ECONOMIA
A marzo attesa record: sale a oltre 3 anni
Istat: "7,3 milioni di lavoratori aspettano il rinnovo del contratto"
Nello specifico, riferisce l'Istat, i contratti in attesa di rinnovo sono 40, di cui 15 della pubblica amministrazione. Quasi tre milioni di lavoratori del pubblico impiego lavorano con il contratto scaduto. A marzo retribuzioni ferme su base mensile, ma in crescita dell'1% su base annuale.

Alla fine di marzo sono in vigore 35 contratti che regolano il trattamento economico di circa 5,5 milioni di dipendenti che rappresentano il 39,9% del monte retributivo complessivo. Nel settore privato l'incidenza è pari al 54,7%, con quote differenziate per attività economica: nel settore agricolo è del 100%, mentre è del 97,2% nell'industria e del 13,8% nei servizi privati . La quota di dipendenti in attesa di rinnovo per l'insieme dell'economia è pari al 56,9%, invariata rispetto al mese precedente. L'attesa media calcolata sul totale dei dipendenti è di 22,4 mesi, in crescita rispetto a un anno prima (16,8). Con riferimento al solo settore privato la quota dei dipendenti in attesa di rinnovo è pari al 44,4%, invariata rispetto al mese precedente e in decisa diminuzione rispetto a marzo 2014 (50,7%); i mesi di attesa per i dipendenti con il contratto scaduto sono 23,7, mentre l'attesa media è di 10,5 mesi considerando l'insieme dei dipendenti del settore.
A marzo retribuzioni ferme Secondo i dati Istat a marzo le retribuzioni risultano ferme su base mensile e in aumento dell'1% su base annua.
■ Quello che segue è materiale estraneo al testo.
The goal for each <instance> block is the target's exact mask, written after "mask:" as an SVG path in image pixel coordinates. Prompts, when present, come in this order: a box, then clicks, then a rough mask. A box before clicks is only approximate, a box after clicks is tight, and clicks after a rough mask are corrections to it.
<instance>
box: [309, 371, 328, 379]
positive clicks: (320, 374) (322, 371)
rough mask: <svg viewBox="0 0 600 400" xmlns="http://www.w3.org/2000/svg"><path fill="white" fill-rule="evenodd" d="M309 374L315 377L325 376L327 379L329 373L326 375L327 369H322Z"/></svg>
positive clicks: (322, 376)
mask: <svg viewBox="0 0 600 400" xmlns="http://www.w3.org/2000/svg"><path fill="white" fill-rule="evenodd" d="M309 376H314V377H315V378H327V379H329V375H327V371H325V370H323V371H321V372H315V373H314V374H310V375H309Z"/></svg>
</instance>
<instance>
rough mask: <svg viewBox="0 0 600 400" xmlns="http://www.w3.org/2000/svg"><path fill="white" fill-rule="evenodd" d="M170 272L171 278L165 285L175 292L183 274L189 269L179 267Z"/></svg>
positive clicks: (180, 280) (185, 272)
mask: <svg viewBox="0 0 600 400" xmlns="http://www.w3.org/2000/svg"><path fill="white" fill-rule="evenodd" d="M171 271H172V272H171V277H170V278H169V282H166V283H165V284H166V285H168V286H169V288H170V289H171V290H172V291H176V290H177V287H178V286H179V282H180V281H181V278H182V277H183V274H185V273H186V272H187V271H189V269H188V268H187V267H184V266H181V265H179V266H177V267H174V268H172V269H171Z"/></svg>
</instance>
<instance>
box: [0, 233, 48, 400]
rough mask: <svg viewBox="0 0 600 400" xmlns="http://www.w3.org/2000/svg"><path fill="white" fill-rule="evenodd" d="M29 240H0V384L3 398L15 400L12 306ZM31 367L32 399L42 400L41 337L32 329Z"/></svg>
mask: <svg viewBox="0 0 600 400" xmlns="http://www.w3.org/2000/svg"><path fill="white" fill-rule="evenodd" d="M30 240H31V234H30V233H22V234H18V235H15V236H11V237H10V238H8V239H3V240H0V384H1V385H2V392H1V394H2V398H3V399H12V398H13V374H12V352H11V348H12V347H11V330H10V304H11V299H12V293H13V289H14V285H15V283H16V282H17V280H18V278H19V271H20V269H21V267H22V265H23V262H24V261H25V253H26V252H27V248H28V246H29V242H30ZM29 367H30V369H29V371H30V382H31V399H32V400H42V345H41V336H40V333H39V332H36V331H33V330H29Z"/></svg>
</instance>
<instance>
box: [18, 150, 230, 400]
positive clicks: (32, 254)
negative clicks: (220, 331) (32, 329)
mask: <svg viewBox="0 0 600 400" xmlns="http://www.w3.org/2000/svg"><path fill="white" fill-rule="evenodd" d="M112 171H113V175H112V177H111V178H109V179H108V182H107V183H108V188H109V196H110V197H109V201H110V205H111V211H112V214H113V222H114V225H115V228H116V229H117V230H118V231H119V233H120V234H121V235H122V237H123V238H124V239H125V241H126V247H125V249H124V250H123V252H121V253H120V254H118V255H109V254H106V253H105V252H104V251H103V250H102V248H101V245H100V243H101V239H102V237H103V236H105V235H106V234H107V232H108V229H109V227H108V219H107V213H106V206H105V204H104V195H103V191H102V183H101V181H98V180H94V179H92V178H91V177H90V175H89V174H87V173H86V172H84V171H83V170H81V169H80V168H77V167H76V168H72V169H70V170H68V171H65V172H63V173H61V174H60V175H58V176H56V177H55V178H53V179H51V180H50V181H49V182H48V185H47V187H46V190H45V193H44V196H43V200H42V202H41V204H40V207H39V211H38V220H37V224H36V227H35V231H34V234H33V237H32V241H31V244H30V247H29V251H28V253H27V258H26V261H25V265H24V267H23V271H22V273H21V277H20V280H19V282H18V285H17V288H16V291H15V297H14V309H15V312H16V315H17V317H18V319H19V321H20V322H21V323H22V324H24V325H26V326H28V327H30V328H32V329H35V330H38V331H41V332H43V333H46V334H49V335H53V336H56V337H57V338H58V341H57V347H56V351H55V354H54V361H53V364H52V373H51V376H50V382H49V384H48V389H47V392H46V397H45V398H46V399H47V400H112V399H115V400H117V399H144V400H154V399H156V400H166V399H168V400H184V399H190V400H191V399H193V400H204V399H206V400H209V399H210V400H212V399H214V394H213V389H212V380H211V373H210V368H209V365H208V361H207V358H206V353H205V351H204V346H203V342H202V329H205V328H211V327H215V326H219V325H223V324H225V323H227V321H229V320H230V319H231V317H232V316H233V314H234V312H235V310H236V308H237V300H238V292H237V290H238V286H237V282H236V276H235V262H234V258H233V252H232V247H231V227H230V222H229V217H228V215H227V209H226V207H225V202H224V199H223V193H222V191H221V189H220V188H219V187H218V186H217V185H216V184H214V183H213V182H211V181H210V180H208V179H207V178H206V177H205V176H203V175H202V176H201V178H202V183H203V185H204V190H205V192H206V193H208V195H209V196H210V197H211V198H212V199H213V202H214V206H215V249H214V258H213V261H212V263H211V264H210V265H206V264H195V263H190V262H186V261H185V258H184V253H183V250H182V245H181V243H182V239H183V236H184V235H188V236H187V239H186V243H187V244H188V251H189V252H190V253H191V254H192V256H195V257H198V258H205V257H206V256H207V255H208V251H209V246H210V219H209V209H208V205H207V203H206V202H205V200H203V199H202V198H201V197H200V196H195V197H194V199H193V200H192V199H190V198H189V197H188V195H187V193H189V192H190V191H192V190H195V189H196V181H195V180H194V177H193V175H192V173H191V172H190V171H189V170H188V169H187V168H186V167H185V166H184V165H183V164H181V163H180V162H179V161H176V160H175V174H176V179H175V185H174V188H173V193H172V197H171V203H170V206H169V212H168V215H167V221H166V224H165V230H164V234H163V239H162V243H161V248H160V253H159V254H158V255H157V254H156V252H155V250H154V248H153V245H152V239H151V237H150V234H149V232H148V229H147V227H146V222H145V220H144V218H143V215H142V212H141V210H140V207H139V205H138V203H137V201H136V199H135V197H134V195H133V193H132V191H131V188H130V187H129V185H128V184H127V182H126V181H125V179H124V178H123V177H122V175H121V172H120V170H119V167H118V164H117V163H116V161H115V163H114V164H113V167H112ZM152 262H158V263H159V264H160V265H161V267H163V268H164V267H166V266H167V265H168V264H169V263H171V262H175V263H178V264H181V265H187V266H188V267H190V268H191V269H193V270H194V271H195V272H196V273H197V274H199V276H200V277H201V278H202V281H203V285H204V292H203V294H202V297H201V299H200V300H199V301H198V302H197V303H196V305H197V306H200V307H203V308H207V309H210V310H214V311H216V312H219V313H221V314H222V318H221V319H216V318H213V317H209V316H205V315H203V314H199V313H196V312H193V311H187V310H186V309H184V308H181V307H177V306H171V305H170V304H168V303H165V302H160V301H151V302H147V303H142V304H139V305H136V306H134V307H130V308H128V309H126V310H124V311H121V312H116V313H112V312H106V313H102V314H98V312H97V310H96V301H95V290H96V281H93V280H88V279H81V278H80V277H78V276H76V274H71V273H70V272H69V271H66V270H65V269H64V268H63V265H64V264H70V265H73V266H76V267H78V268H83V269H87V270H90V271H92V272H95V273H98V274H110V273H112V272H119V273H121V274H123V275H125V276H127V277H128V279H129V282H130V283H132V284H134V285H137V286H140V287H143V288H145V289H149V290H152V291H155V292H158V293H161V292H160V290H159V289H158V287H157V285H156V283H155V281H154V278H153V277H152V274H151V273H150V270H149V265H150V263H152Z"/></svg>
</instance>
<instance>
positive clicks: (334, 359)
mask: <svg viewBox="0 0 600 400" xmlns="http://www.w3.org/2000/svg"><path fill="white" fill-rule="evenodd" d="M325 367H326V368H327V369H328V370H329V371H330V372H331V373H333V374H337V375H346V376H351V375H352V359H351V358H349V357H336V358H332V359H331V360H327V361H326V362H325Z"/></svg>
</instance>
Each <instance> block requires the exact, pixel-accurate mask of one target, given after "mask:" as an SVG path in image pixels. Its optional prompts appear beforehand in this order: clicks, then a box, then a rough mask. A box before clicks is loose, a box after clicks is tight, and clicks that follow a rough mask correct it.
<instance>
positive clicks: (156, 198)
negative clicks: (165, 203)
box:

Secondo l'Istat, l'indice delle retribuzioni contrattuali orarie risulta invariato rispetto a febbraio e aumenta dell'1% nei confronti di marzo 2014. Nel primo trimestre 2015 nel complesso la retribuzione oraria media è cresciuta dell'1% rispetto allo stesso periodo del 2014. Quanto ai principali macrosettori, a marzo le retribuzioni contrattuali orarie registrano un incremento tendenziale dell'1,5% per i dipendenti del settore privato e una variazione nulla per quelli della pubblica amministrazione. I settori che a marzo presentano gli incrementi tendenziali maggiori sono: telecomunicazioni (3,5%), gomma, plastica e lavorazione minerali non metalliferi (3,3%), energia e petroli e estrazioni minerali (3%). Si registrano variazioni nulle nel settore del commercio e in tutti i comparti della pubblica amministrazione.